Winter is well and truly making herself known this week, if not for the temperature, then certainly for the change in the garden and the darkening days.
I love Autumn. It is one of my most favourite times of year. I love the rich colours (reminds me of our time living in New England) and I love the fact that there is so much to do to prepare. There is some strange attraction to feeling the need to store and tuck away - not sure if that's my inner bear wanting to go into hibernation, or just a throwback from our time in the snowy winters in Connecticut (and Edinburgh one year!) where we could, on occasion, be snowed in for a day or two.
We brought our pig back from the butcher last weekend, so I've spent all my evenings this week dry curing some of the belly, ready for smoking. As you can see, it's now happily hanging in the smoker. I say 'our pig' as if we reared it. We don't have the space, which I'm a little sad about and we're continually looking, but we buy into a scheme where someone else rears him and we then pick up the cuts. This year we're trying an Oxford and Sandy Black.
The wines, cider and perry are bubbling away in our brewery (well, the downstairs shower room!) and outside we're getting started on new projects.
The structure with the plastic on the roof is going to be a covered area that will house the smoker, barbecue and pizza oven. The idea is that it becomes an outdoor kitchen of sorts that we can use year round. It looks great, certainly better than the mouldy trampoline that used to live there!

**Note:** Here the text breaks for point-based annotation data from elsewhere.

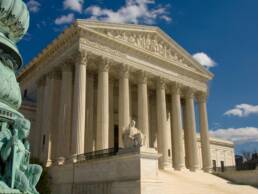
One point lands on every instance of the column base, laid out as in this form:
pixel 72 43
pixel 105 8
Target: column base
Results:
pixel 180 168
pixel 60 161
pixel 207 170
pixel 48 163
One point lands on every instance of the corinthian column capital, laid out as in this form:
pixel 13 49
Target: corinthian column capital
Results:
pixel 124 71
pixel 161 84
pixel 189 93
pixel 201 97
pixel 105 65
pixel 176 88
pixel 81 58
pixel 142 77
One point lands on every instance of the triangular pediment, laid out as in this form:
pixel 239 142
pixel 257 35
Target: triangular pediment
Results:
pixel 149 39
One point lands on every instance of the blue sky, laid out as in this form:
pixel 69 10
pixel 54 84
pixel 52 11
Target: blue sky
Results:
pixel 223 34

In the front garden I've begun to pull up the old decking. I don't suppose I'll get much further than this before the spring as we have chock full calendars up to Christmas, but it always worries me in the this wet weather as it gets slimy and slippery. I figured that it'd probably be better off up, than down for one more winter and come spring, we'll do away with the old rotten boards, move the rest of the chopped firewood, finish chopping the stuff that can be used on the fires and get the summer shed dismantled.
In its place I have plans for a much smaller shed/tool store, a couple of espalier or cordon apples and then a living willow arch leading through in to the orchard area. I love being in my head...the ideas are always free flowing...it's the follow through that's sometimes harder to complete!!
Finally, I have been quite intermittent in recent months with my blog. I started it back in 2005 when we were relocated to New England. It was initially set up as a way of staying in touch with the folks back home. It rapidly evolved to become a document of the lives of my young children and our Montessori adventures, a way for me to write and create a sort of diary.
My children are 10 years older than they were then. We are in a new stage in our lives. I'm working, they're embarking on GCSE's and secondary school and whilst we still try to use Montessorian principals in our daily lives, we have gently meandered into our own individual paths. My children have their own social lives and don't really want me writing about them now, understandably, although they love reading about their antics as toddlers! So, I think, a decade on, it is now the time to bring this blog to a close too. Time is so precious, even more so I think because we're all so busy. I want to have the time I DO have, being present for my family and not writing on the blog. I am therefore going to move over to Instagram to document some of our homesteading or I can be found as Thornhill House on Facebook. I find these alternative methods less time consuming.
Thank you for reading this and staying with us in our adventures and maybe we'll see you elsewhere.